Playing in pain or “laying it all out on the line” does not make an athlete a better leader or a better teammate.  It does not make that person more courageous or have a bigger heart.  It’s just something that happens.  But we in the media need to stop commending people for these so-called “no guts, no glory” acts.  Glorifying things in the media, especially on the field of play, has become too much of a cliche.

 Raheem Brock 
Cutler...wut a sissy! This is the NFC Championship game! Guaranteed if it was brett farve..he would still be in the game! 
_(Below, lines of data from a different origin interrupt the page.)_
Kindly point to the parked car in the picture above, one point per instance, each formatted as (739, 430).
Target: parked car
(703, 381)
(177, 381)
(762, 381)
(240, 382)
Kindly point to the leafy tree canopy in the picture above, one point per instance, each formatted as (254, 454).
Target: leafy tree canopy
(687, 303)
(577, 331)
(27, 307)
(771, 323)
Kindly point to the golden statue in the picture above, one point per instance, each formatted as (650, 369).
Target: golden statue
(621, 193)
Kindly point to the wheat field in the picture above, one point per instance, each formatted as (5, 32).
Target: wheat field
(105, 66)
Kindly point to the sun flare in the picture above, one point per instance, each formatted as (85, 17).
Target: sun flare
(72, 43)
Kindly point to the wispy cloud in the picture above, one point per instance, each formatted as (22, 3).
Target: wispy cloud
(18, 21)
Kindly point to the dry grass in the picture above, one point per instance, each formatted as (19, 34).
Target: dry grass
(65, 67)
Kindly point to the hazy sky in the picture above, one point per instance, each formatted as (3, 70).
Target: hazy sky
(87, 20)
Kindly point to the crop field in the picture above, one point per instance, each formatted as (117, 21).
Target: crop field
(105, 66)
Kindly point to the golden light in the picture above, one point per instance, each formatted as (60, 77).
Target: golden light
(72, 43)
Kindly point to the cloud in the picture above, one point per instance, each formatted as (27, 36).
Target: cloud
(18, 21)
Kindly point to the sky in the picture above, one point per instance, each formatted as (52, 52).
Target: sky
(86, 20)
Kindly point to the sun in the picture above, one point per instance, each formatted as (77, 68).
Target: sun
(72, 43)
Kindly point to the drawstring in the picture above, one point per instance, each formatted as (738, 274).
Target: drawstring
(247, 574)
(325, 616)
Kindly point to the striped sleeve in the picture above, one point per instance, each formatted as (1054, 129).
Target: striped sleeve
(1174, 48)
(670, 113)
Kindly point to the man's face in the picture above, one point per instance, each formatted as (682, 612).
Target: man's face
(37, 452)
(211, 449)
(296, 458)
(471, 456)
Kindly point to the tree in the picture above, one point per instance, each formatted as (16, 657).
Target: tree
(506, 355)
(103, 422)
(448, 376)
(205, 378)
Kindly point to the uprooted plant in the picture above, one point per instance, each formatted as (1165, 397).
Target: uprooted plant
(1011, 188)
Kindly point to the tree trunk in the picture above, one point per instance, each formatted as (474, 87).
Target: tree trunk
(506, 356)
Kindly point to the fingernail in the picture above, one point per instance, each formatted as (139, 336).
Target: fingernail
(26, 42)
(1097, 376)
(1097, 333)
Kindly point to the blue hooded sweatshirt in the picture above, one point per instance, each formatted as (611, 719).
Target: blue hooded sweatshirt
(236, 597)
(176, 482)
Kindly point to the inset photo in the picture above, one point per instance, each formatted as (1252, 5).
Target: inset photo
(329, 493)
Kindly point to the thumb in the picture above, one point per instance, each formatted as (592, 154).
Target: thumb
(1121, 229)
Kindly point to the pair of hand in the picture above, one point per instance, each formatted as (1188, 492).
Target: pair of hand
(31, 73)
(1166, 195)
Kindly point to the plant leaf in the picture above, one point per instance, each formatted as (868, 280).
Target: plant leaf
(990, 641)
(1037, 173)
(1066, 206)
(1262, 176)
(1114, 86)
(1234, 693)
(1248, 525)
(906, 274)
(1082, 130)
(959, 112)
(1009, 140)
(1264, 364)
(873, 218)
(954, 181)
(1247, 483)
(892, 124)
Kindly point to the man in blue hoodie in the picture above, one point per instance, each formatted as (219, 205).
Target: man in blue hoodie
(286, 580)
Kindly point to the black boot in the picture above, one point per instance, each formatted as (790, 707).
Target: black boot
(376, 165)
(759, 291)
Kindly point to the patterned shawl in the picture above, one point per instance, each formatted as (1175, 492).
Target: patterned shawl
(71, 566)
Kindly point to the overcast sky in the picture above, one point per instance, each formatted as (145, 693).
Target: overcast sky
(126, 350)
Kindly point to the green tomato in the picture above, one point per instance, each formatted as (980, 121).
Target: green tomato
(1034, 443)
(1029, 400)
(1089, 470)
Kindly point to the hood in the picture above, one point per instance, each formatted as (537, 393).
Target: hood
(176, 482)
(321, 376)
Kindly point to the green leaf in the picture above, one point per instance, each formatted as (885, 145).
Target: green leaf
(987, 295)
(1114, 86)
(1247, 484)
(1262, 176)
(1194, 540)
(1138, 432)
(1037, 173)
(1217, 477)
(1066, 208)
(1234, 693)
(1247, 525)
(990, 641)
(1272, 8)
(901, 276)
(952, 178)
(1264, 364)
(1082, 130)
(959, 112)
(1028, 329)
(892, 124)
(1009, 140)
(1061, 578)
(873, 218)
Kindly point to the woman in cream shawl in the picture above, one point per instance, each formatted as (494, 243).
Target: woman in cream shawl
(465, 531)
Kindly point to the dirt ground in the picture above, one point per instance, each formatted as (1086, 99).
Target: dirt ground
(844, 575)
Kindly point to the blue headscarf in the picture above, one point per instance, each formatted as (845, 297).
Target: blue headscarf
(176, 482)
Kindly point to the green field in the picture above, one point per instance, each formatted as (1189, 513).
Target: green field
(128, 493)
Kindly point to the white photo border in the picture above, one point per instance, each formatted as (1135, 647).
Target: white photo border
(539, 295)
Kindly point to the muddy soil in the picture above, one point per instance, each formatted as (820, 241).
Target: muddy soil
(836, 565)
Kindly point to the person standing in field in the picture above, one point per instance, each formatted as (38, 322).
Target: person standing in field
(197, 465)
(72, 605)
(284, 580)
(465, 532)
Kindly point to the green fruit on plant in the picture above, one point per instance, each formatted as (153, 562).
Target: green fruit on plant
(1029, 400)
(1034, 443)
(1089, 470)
My opinion on Jay Cutler.  I think he’s a pretty damn good quarterback.  I think he was put in an unenviable position by his team (why were there no reports of his injury other than that it was his knee), the TV crew that worked the game (you have two sideline reporters and can’t tell us what is happening with one of the two starting quarterbacks) and the media and players in general (immediate comparisons to Tom Brady, Phillip Rivers and others playing with injuries were unwarranted).  Absolutely no one was in the position he was in and no one knows what doctors and the team told him about his injury.  No one knew what kind of pain he was in.  And no one knows if he really wanted to try to go back in, but the team wouldn’t let him.  I hope in the future, we are not so quick to judge and let things play out before attempting to destroy someone’s character.  Because that is OUR responsibility.